Secure Access to S3 Buckets Using IAM Roles

An IAM role is an AWS identity with permission policies that determine what the identity can and cannot do in AWS. IAM roles allow you to access your data from Databricks clusters without having to embed your AWS keys in notebooks. In order to access AWS resources securely, you can launch Databricks clusters with IAM roles. This topic explains how to set up IAM roles and use them in Databricks to securely access S3 buckets.

Requirements

  • AWS administrator access to IAM roles and policies in the AWS account of the Databricks deployment and the AWS account of the S3 bucket.
  • Target S3 bucket. This bucket must belong to the same AWS account as the Databricks deployment or there must be a cross-account bucket policy that allows access to this bucket from the AWS account of the Databricks deployment.
  • If you intend to enable encryption for the S3 bucket, you must add the IAM role as a Key User for the KMS key provided in the configuration. See Configure KMS encryption.

Step 1: Create an IAM role and policy to access an S3 bucket

  1. In the AWS console, go to the IAM service.

  2. Click the Roles tab in the sidebar.

  3. Click Create role.

    1. Under Select type of trusted entity, select AWS service.

    2. Click the EC2 service.

    3. Under Select your use case, click EC2.

      ../../../_images/select-service.png
    4. Click Next: Permissions and click Next: Review.

    5. In the Role name field, type a role name.

    6. Click Create role. The list of roles displays.

  4. In the role list, click the role.

  5. Add an inline policy to the S3 bucket.

    1. In the Permissions tab, click Inline policy.
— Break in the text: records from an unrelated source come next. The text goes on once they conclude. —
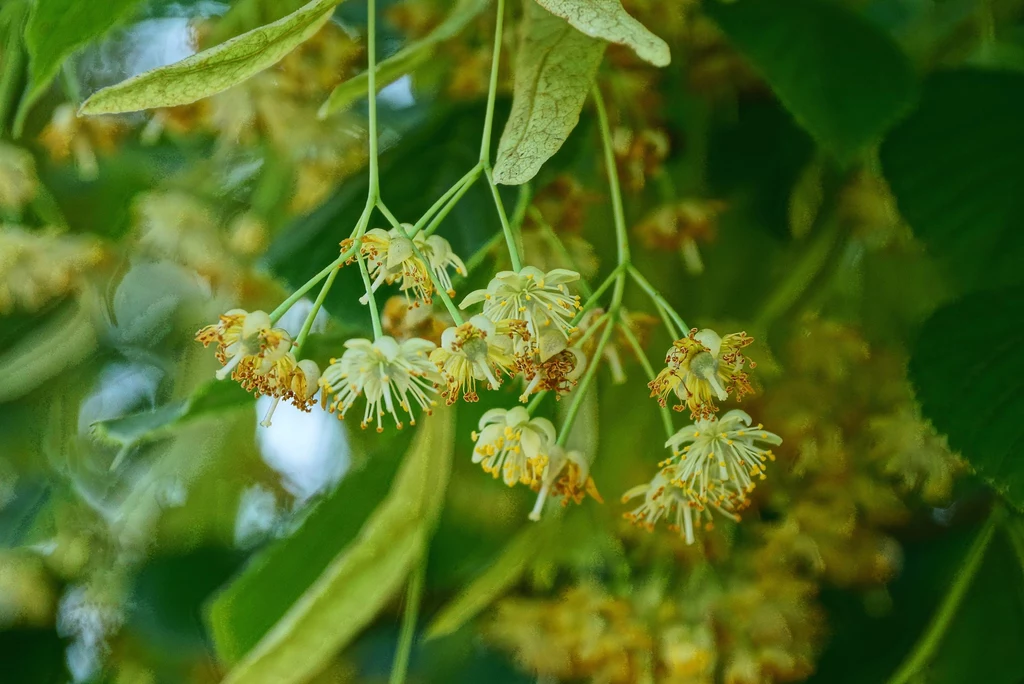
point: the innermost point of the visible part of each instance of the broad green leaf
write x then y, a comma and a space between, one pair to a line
404, 60
492, 585
55, 30
211, 397
46, 351
606, 19
214, 70
969, 376
365, 575
956, 168
841, 77
554, 71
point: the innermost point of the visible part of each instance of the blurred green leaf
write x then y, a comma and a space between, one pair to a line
214, 70
843, 79
554, 70
211, 397
981, 642
492, 585
956, 168
404, 60
969, 377
606, 19
55, 30
361, 578
64, 340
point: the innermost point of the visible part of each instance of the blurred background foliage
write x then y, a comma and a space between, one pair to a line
840, 178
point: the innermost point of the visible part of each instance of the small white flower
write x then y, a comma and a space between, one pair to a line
718, 459
474, 351
539, 299
513, 444
388, 373
391, 258
565, 474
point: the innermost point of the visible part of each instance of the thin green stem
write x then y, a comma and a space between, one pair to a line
510, 241
604, 317
414, 596
446, 202
622, 238
375, 316
298, 294
374, 190
657, 298
307, 326
649, 370
930, 641
581, 389
553, 238
595, 298
13, 62
536, 401
488, 119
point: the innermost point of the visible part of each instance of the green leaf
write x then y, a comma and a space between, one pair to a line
211, 397
554, 71
214, 70
49, 349
956, 167
361, 578
969, 375
606, 19
55, 30
843, 79
404, 60
489, 586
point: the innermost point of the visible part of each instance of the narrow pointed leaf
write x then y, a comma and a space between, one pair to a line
365, 575
215, 70
404, 60
608, 20
554, 71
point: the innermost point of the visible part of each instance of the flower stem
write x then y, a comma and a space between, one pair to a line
414, 595
657, 298
510, 241
488, 118
298, 294
622, 238
374, 189
307, 326
439, 211
649, 370
375, 317
930, 641
581, 390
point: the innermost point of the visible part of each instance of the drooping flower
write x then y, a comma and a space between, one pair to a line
700, 368
565, 473
512, 444
477, 350
239, 334
391, 258
559, 374
540, 299
718, 459
391, 375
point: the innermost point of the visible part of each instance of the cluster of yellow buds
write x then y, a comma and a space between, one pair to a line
259, 357
704, 367
523, 451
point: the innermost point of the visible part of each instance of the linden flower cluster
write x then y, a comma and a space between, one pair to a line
523, 451
715, 462
259, 357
    2. Click the JSON tab.

    3. Copy this policy and set <s3-bucket-name> to the name of your bucket.

      {
        "Version": "2012-10-17",
        "Statement": [
          {
            "Effect": "Allow",
            "Action": [
              "s3:ListBucket"
            ],
           "Resource": [
              "arn:aws:s3:::<s3-bucket-name>"
            ]
          },
          {
            "Effect": "Allow",
            "Action": [
              "s3:PutObject",
              "s3:GetObject",
              "s3:DeleteObject",
              "s3:PutObjectAcl"
            ],
            "Resource": [
               "arn:aws:s3:::<s3-bucket-name>/*"
            ]
          }
        ]
      }
      
    4. Click Review policy.

    5. In the Name field, type a policy name.

    6. Click Create policy.

  6. In the role summary, copy the Instance Profile ARN.
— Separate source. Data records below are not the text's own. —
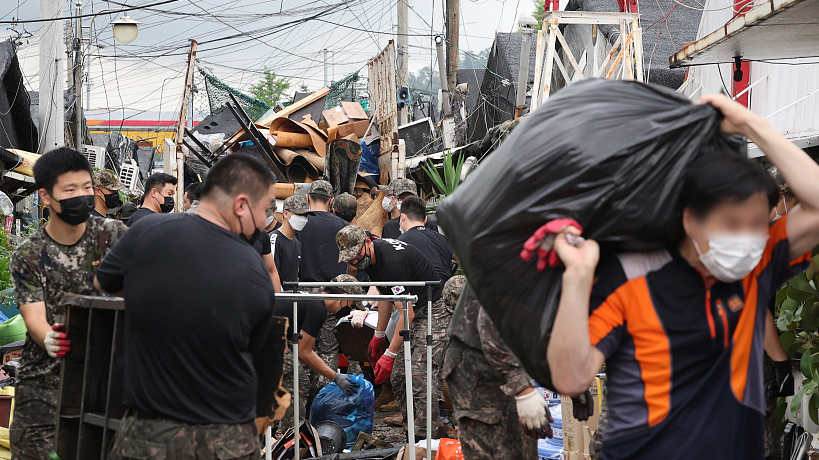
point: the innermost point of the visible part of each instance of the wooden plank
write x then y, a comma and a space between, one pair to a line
569, 55
296, 106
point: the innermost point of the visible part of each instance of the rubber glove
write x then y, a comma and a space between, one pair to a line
343, 381
534, 415
56, 341
383, 368
357, 318
583, 406
376, 348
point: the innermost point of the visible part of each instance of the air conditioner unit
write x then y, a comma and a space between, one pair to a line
95, 155
129, 175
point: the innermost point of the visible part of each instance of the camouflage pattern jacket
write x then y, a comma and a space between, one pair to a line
42, 270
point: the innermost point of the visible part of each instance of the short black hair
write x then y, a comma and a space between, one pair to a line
239, 173
53, 164
724, 177
414, 208
193, 191
158, 181
322, 199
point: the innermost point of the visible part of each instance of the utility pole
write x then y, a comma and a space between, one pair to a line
325, 68
453, 19
78, 68
52, 78
401, 40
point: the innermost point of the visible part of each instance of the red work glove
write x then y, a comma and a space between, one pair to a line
376, 348
542, 242
56, 342
383, 368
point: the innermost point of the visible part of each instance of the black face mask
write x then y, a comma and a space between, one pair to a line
75, 210
112, 200
167, 206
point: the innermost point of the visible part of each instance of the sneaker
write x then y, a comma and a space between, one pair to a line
395, 420
392, 406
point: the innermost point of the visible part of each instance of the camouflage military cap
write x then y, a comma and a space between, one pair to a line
452, 290
399, 186
321, 187
106, 178
345, 204
349, 240
297, 204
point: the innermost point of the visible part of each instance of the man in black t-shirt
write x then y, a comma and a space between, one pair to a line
200, 297
312, 315
431, 244
392, 260
285, 246
319, 262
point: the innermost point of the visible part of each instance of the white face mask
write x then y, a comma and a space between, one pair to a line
731, 257
298, 222
385, 203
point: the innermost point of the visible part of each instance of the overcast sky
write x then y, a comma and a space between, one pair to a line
148, 74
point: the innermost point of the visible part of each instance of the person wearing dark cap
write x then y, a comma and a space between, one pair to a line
345, 206
312, 314
106, 192
285, 247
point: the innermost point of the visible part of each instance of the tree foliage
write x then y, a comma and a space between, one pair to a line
270, 88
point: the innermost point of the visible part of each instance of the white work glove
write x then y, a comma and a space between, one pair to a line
534, 415
56, 342
357, 318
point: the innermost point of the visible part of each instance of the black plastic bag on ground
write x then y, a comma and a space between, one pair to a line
611, 155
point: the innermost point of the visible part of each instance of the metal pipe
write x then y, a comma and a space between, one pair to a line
359, 283
321, 296
296, 434
523, 74
408, 387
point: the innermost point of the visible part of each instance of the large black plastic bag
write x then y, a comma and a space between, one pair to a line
609, 154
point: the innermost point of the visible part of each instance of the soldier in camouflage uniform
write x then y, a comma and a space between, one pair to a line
186, 441
345, 206
483, 377
48, 264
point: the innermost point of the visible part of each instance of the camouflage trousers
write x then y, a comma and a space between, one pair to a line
596, 443
488, 425
156, 437
441, 316
35, 417
418, 345
304, 392
773, 449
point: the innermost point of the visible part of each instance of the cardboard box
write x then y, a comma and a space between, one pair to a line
574, 440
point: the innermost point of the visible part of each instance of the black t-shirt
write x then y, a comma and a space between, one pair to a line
139, 214
312, 314
287, 254
398, 261
434, 246
319, 251
262, 243
392, 229
199, 304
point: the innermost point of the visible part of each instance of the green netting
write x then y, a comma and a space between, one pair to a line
218, 96
344, 90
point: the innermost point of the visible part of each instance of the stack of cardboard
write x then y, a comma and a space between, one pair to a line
346, 119
577, 434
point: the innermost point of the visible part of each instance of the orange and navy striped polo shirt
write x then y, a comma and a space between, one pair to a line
684, 362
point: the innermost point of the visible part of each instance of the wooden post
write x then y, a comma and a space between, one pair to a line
180, 127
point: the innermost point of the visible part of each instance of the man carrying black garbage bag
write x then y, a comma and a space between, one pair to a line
385, 260
198, 297
682, 329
    ../../../_images/copy-instanceprofile-arn.png

Step 2: Create a bucket policy for the target S3 bucket

At a minimum, the S3 policy must include the ListBucket and GetObject actions.

../../../_images/bucket-policy.png
  1. Paste in a policy. A sample cross-account bucket IAM policy could be the following, replacing <aws-account-id-databricks> with the AWS account ID where the Databricks environment is deployed, <iam-role-for-s3-access> with the role you created in Step 1, and <s3-bucket-name> with the bucket name.

    {
      "Version": "2012-10-17",
      "Statement": [
        {
          "Sid": "Example permissions",
          "Effect": "Allow",
          "Principal": {
            "AWS": "arn:aws:iam::<aws-account-id-databricks>:role/<iam-role-for-s3-access>"
          },
          "Action": [
            "s3:GetBucketLocation",
            "s3:ListBucket"
          ],
          "Resource": "arn:aws:s3:::<s3-bucket-name>"
        },
        {
          "Effect": "Allow",
          "Principal": {
            "AWS": "arn:aws:iam::<aws-account-id-databricks>:role/<iam-role-for-s3-access>"
          },
          "Action": [
            "s3:PutObject",
            "s3:GetObject",
            "s3:DeleteObject"
          ],
          "Resource": "arn:aws:s3:::<s3-bucket-name>/*"
        }
      ]
    }
    
  2. Click Save.

Step 3: Note the IAM role used to create the Databricks deployment

This IAM role is the role you used when setting up the Databricks account.

  1. As the account owner, log in to the Account Console.

  2. Click the AWS Account tab.

  3. Note the role name at the end of the Role ARN, here testco-role.

    ../../../_images/iam-role.png

Step 4: Add the S3 IAM role to the EC2 policy

  1. In the AWS console, go to the IAM service.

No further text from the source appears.